Qui meurt avant de mourrir !!!

LE NON-SENS

Au long des jours, je découvris ce grand paradoxe : ceux qui portèrent l’échec en leur
cœur purent illuminer l’ultime triomphe ; ceux qui s’étaient sentis triomphateurs restèrent sur le chemin tels des végétaux à la vie diffuse et éteinte. Au long des jours, je parvins à la lumière depuis les obscurités les plus épaisses, guidé non par l’enseignement mais par la méditation.

1. Tout ce que je fais, sens et pense ne dépend pas de moi.
2. Je suis changeant et dépends de l’action du milieu. Lorsque je veux changer le
milieu ou mon “moi”, c’est le milieu qui me change. Alors, je cherche la ville
ou la nature, la rédemption sociale ou une nouvelle lutte qui justifie mon
existence…
Dans chacun de ces cas, le milieu m’amène à décider de telle ou
telle attitude. De sorte que mes intérêts et le milieu me laissent tel quel.

3. Je dis alors que peu importe ce ou celui qui décide. Je dis dans ce cas que je dois vivre puisque je suis en situation de vivre. Je dis tout cela, mais rien ne le justifie.
Je peux me décider, hésiter ou en rester là.

De toute façon, une chose est meilleure qu’une autre, provisoirement, mais il n’est pas de “meilleur” ni de “pire” en définitive.

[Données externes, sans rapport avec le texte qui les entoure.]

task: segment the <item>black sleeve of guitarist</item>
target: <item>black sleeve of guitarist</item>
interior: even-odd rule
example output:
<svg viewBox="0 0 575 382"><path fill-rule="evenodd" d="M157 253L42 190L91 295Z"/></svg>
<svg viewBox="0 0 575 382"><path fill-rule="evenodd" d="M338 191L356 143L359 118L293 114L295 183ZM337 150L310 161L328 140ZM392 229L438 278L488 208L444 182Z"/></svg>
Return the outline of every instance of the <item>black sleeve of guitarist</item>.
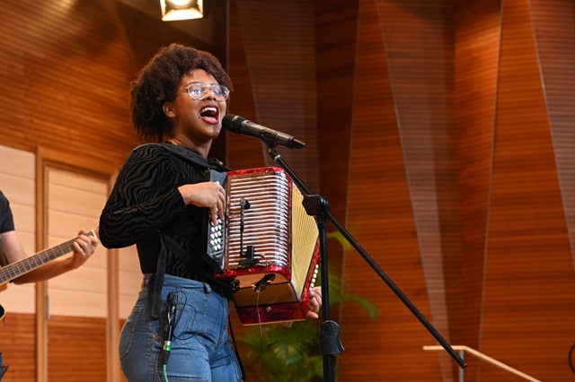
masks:
<svg viewBox="0 0 575 382"><path fill-rule="evenodd" d="M0 191L0 233L14 230L14 220L10 209L10 203L4 195ZM8 258L4 251L2 239L0 239L0 265L6 265Z"/></svg>

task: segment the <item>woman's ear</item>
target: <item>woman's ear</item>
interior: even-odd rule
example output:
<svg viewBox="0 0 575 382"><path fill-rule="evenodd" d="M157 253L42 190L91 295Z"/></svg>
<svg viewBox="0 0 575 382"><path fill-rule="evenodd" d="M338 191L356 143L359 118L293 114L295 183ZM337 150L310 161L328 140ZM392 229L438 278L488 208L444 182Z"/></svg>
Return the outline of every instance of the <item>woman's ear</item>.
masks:
<svg viewBox="0 0 575 382"><path fill-rule="evenodd" d="M165 114L169 118L173 118L176 116L176 111L173 109L172 102L164 102L162 109L164 110L164 114Z"/></svg>

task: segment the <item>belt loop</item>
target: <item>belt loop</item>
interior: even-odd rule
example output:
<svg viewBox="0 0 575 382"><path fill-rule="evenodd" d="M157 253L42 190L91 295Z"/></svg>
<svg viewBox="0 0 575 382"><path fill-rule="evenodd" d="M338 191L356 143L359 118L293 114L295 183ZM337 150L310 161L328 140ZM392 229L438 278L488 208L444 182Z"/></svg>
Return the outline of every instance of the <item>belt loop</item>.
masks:
<svg viewBox="0 0 575 382"><path fill-rule="evenodd" d="M207 282L204 282L204 291L208 296L209 296L212 292L212 287L209 286L209 284Z"/></svg>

4. Si quelqu’un me dit que celui qui ne mange pas meurt, je lui répondrai qu’il en est ainsi, en effet, et que, aiguillonné par ses besoins, il est obligé de manger ; mais je n’ajouterai pas que sa lutte pour manger justifie son existence. Je ne dirai pas non plus que cela soit mauvais. Je dirai simplement qu’il s’agit là d’un fait individuellement ou collectivement nécessaire pour la subsistance, mais dépourvu de sens à l’instant où
l’on perd la dernière bataille.

5. Je dirai, en outre, que je suis solidaire de la lutte du pauvre, de l’exploité et du
persécuté. Je dirai que je me sens “réalisé” à travers une telle identification,
mais je comprendrai que je ne justifie rien.

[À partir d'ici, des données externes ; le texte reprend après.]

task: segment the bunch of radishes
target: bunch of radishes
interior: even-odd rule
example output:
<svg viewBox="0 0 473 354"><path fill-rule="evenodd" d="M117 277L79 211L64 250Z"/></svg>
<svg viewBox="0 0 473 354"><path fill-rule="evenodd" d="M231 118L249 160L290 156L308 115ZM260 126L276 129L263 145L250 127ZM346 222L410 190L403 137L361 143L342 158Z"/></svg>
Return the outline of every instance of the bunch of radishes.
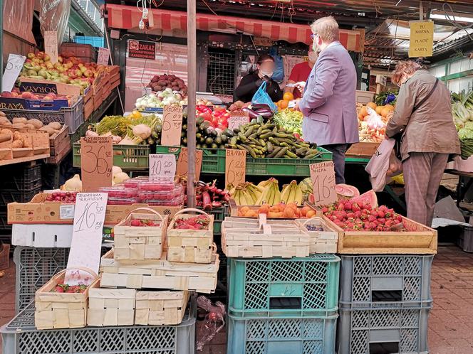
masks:
<svg viewBox="0 0 473 354"><path fill-rule="evenodd" d="M385 205L341 200L322 208L323 215L345 231L399 231L402 217Z"/></svg>
<svg viewBox="0 0 473 354"><path fill-rule="evenodd" d="M61 202L64 204L76 203L76 192L53 192L46 197L47 202Z"/></svg>

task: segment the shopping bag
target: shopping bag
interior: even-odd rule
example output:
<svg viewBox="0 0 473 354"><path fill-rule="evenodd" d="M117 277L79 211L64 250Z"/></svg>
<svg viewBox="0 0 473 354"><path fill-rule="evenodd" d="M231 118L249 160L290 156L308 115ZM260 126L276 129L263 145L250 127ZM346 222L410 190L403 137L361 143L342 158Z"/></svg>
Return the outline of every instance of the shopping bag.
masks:
<svg viewBox="0 0 473 354"><path fill-rule="evenodd" d="M382 191L392 177L402 172L402 164L394 154L395 144L394 139L383 140L366 165L365 171L370 175L371 187L375 192ZM390 166L391 163L392 166Z"/></svg>
<svg viewBox="0 0 473 354"><path fill-rule="evenodd" d="M278 112L278 107L276 107L274 102L271 100L268 92L266 92L266 82L263 81L263 83L259 87L258 90L253 95L251 103L254 104L256 103L264 103L269 106L274 112Z"/></svg>

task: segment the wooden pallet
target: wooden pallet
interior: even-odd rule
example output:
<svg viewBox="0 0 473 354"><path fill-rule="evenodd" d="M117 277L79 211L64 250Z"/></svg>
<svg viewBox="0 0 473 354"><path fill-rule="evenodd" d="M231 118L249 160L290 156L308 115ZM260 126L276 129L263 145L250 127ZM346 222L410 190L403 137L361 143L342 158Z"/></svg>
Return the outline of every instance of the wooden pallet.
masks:
<svg viewBox="0 0 473 354"><path fill-rule="evenodd" d="M113 259L113 250L102 257L100 286L104 288L167 289L210 294L215 291L220 261L217 253L209 264L166 260L136 261L124 264Z"/></svg>
<svg viewBox="0 0 473 354"><path fill-rule="evenodd" d="M182 322L189 291L137 291L135 324L177 325Z"/></svg>

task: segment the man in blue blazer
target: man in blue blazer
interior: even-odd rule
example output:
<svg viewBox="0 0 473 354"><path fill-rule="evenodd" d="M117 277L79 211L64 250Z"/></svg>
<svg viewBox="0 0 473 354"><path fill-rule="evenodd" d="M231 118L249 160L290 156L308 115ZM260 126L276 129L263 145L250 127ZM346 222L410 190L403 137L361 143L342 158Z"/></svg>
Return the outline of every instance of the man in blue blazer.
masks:
<svg viewBox="0 0 473 354"><path fill-rule="evenodd" d="M298 102L304 140L333 154L336 182L345 183L345 153L359 141L355 95L356 70L338 41L338 24L323 17L311 25L314 50L320 51Z"/></svg>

« Alors, au final, la bête fut vaincue et les infidèles se réjouirent. Mais tout n’était pas perdu, car des cendres s’éleva un majestueux oiseau. L’oiseau scruta les infidèles et lança sur eux le feu et le tonnerre. Dès lors que la bête fut réincarnée et sa puissance renouvelée, les disciples de Mammon se tapirent dans l’horreur.:d’après Le Livre de Mozilla, 7:15 »

Reste indifférent à l’illusion du paysage.
L’argent, le sexe & le prestige, s’ils ne sont pas possédés par tes actions valables, alors c’est ceux-là mêmes qui te posséderont.

Tu peux transformer le non-sens en sens. Ce que tu fais de ta vie n’est pas indifférent.
Ta vie, soumise à des lois, a devant elle à des possibilités de choix.

Si tu poursuis le plaisir, tu t’enchaînes à la souffrance. Mais, tant que tu ne nuis
pas à ta santé, jouis sans inhibition quand l’opportunité s’en présente.

Tous ensemble pour sortir de l’emprise de Mammon !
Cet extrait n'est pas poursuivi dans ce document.